Heidi Kapper (72), Seniorin aus Weidenberg: „Mein Mann und ich haben beide eine Patientenverfügung. Wenn was wäre, wollen wir nicht an Schläuchen hängen. Und wenn wirklich sicher wäre, dass der andere nie wieder aufwacht, sagen wir auch: Alles abschalten.
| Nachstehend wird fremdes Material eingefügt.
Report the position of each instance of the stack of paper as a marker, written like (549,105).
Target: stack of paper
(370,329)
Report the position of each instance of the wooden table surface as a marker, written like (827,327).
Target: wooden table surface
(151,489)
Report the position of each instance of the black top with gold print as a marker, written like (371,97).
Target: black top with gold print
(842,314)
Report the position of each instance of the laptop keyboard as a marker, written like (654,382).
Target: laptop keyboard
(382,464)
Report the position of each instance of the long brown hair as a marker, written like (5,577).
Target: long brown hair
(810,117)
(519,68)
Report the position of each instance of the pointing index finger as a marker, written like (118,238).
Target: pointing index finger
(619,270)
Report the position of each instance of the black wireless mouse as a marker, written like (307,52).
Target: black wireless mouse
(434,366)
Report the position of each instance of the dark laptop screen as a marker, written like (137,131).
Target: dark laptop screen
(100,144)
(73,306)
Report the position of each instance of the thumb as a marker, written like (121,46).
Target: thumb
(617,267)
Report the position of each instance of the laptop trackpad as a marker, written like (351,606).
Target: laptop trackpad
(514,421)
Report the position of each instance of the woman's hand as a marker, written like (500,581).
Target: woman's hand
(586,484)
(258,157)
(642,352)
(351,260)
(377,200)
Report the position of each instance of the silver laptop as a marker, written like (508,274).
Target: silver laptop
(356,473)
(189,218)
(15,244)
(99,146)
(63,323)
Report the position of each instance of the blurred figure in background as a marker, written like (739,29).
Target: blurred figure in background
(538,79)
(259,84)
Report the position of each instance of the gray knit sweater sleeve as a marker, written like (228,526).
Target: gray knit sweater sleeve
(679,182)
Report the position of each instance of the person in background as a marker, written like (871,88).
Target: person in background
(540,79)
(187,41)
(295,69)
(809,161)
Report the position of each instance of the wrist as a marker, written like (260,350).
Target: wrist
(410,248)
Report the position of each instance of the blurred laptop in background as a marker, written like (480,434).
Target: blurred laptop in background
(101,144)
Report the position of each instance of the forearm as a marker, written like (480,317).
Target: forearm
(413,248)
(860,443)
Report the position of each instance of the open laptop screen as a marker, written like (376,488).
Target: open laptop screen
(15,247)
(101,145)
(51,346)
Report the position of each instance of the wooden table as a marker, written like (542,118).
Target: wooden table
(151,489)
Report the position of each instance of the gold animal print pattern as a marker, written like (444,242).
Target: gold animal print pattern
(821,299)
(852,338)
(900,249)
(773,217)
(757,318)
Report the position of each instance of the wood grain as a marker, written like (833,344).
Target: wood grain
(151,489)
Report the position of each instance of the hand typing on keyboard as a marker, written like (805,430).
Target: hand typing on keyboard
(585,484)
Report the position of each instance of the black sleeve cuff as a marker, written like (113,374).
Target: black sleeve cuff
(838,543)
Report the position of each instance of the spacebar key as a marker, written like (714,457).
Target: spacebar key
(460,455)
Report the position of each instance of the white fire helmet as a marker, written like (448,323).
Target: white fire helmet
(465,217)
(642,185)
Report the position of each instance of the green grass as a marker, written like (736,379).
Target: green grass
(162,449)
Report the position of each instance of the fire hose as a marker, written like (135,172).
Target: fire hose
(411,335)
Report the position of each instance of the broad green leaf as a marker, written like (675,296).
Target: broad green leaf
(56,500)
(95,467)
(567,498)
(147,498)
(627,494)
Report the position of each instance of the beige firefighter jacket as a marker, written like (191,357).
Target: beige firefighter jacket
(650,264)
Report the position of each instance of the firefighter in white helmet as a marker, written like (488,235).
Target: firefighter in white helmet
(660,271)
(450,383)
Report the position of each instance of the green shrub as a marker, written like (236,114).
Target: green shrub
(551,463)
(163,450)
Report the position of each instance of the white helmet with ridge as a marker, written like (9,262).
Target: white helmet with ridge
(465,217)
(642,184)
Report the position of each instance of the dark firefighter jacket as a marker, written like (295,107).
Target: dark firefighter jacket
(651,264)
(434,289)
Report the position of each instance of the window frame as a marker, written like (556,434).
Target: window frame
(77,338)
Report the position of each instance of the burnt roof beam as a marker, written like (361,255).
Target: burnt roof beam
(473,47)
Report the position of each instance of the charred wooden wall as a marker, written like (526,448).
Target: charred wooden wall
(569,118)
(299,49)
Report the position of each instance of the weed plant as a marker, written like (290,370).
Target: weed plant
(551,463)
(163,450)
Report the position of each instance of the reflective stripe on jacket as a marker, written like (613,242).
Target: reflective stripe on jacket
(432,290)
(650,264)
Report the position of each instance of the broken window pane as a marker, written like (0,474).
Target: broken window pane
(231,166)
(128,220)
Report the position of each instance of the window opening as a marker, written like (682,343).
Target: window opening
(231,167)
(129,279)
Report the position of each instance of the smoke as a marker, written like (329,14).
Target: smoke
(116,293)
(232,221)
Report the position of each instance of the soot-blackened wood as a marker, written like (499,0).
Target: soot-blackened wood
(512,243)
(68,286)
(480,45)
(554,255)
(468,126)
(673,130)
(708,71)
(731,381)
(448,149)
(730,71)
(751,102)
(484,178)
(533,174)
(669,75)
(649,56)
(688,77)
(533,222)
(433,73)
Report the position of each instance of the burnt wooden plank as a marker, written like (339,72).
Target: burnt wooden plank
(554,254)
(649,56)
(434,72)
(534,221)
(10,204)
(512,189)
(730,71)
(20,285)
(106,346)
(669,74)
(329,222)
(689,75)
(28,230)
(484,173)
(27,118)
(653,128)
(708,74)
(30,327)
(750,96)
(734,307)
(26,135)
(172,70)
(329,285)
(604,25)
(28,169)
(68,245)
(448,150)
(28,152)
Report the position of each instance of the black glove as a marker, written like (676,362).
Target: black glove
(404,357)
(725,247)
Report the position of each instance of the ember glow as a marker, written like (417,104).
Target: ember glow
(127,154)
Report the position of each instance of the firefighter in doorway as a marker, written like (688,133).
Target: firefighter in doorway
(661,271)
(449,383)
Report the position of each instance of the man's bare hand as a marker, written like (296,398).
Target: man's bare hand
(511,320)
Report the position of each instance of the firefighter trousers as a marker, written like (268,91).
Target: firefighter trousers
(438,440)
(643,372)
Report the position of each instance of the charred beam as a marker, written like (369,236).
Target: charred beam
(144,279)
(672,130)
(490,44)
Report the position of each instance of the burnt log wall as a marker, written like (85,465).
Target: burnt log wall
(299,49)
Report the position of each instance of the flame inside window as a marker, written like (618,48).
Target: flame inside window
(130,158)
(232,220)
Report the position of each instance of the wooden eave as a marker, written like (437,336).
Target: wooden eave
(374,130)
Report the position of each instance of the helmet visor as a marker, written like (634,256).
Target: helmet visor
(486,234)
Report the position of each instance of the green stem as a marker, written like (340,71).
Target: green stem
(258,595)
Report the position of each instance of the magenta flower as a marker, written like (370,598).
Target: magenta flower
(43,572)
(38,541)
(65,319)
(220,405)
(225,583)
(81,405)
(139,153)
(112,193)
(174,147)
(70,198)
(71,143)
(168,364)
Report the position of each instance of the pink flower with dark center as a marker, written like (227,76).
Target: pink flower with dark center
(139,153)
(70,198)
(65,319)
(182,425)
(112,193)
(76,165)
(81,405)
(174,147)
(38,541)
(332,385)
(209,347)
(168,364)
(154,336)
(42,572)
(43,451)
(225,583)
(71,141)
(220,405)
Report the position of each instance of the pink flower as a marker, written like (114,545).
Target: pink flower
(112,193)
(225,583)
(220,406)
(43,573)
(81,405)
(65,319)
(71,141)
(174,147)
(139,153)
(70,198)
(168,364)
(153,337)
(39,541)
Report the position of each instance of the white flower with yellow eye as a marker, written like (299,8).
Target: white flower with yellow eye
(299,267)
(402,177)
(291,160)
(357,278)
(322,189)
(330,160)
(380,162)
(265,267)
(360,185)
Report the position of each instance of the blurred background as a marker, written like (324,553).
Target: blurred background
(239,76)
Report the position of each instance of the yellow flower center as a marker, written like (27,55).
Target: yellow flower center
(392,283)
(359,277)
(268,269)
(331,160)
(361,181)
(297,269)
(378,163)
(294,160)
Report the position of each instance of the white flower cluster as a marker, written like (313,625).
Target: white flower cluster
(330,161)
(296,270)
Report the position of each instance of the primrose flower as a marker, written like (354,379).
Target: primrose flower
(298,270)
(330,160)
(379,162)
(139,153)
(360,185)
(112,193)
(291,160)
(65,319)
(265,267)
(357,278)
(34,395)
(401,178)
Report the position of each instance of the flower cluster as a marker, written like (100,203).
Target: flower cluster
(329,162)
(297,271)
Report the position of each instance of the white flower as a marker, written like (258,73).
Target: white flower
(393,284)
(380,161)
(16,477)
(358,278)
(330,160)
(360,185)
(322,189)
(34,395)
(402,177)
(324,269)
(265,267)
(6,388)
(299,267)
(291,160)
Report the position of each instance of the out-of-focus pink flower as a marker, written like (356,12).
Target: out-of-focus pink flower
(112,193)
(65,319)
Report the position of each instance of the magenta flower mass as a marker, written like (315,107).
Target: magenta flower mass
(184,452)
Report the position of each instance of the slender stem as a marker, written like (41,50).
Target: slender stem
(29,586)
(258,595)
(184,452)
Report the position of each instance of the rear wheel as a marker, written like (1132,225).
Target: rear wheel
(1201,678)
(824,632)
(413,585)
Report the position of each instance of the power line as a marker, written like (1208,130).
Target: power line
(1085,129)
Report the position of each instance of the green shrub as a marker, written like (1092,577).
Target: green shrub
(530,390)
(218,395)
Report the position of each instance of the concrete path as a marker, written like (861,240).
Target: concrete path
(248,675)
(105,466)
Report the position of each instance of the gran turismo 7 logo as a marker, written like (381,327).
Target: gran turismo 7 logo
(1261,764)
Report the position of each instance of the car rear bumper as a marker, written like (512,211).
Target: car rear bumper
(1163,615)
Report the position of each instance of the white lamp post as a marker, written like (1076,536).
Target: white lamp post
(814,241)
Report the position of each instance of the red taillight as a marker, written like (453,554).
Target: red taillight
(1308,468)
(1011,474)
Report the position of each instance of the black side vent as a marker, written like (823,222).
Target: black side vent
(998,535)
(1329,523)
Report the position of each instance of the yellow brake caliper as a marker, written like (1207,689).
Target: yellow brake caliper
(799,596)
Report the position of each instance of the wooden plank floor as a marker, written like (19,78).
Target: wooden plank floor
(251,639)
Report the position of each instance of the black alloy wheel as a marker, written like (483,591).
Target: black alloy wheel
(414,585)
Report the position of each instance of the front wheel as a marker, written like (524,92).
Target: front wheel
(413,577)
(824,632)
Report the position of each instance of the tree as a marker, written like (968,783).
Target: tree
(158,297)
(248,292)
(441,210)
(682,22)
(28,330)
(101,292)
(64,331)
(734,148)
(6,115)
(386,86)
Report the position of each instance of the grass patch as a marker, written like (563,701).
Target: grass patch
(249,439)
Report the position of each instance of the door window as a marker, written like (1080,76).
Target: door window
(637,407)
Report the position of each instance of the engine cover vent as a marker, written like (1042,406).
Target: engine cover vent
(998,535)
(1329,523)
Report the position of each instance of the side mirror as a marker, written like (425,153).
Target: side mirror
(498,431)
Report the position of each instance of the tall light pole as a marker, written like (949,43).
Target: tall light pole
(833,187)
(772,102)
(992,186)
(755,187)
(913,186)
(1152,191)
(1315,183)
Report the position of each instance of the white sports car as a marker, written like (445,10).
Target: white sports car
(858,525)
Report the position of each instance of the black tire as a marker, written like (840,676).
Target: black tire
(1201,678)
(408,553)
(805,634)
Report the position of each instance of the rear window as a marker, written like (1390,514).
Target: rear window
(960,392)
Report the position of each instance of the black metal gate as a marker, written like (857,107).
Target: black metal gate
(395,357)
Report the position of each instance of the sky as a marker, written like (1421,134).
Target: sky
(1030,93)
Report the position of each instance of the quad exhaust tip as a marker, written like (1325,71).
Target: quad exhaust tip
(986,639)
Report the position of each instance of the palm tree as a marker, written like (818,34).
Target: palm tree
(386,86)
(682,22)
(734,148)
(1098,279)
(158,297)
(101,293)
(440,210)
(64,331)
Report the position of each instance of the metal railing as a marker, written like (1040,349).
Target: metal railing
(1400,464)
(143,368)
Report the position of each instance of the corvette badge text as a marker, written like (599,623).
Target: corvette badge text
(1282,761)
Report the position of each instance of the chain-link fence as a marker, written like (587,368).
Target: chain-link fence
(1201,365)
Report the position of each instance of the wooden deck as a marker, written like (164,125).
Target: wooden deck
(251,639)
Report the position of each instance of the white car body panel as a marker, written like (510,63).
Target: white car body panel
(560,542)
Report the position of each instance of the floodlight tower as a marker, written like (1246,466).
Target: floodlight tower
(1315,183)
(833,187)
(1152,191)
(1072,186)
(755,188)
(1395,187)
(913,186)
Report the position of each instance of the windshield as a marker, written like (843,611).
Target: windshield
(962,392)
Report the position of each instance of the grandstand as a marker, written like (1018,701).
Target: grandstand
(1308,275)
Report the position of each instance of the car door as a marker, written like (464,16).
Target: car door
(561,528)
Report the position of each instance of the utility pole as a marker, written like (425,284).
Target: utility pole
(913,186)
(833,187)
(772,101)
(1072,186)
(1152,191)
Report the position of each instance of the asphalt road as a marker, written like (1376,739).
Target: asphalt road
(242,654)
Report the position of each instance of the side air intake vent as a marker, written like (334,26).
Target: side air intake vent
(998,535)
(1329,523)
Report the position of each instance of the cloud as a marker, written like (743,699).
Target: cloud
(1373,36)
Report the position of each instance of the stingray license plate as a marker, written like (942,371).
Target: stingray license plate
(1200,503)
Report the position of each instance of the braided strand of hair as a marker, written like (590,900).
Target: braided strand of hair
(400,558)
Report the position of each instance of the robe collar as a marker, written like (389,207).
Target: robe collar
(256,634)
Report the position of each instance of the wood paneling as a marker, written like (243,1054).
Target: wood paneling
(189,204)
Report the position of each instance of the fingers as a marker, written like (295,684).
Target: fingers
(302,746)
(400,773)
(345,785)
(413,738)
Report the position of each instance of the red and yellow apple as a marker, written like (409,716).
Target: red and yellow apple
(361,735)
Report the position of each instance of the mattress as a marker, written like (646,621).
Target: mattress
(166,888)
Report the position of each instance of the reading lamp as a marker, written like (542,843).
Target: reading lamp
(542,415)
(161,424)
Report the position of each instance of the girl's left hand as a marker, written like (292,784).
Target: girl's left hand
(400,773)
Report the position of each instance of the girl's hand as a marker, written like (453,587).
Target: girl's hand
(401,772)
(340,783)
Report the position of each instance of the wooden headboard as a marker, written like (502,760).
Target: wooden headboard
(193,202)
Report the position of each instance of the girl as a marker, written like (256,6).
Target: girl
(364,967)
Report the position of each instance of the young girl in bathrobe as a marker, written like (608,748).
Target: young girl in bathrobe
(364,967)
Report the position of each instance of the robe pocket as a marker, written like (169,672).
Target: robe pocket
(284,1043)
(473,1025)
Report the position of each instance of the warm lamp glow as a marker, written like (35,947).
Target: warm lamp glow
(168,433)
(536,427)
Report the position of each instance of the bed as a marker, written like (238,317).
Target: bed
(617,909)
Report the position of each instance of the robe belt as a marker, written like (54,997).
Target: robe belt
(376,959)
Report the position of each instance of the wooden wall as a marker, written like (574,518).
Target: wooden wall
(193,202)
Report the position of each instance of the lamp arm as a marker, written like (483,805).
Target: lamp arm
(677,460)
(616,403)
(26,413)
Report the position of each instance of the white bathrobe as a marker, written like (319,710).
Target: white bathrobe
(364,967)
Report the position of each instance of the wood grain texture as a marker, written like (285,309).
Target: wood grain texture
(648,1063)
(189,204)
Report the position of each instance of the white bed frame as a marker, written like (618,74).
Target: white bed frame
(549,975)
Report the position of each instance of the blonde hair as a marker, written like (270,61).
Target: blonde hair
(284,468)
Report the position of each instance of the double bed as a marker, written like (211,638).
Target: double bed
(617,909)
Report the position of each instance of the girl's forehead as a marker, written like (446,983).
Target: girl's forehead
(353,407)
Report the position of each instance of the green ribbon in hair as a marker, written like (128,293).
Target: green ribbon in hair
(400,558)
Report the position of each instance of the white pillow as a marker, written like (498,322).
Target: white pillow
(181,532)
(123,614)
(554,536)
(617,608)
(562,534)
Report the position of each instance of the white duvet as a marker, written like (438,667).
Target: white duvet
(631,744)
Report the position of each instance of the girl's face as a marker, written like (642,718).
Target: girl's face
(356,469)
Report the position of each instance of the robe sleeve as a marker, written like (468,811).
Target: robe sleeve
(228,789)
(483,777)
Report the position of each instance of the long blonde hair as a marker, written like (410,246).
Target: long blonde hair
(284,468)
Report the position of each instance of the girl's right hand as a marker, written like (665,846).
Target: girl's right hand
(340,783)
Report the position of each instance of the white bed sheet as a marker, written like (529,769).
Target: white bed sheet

Da das im Moment schon möglich ist, brauchen wir eigentlich kein neues Gesetz.“

 

 

 

 

So stimmten unsere Abgeordneten:

Hartmut Koschyk (CSU/Bayreuth) wird für den interfraktionellen Antrag von Michael Brand und Kerstin Griese stimmen, der kommerzielle Sterbehilfevereine verbietet, Suizidbeihilfe für Ärzte und Angehörige aber zulässt. Auch Emmi Zeulner (CSU/Kulmbach) wird für diese Variante stimmen. Anette Kramme (SPD/Bayreuth) bevorzugt den Antrag von Karl Lauterbach. Er sieht vor, dass nur Ärzte Beihilfe zum Suizid leisten dürfen, das aber straffrei.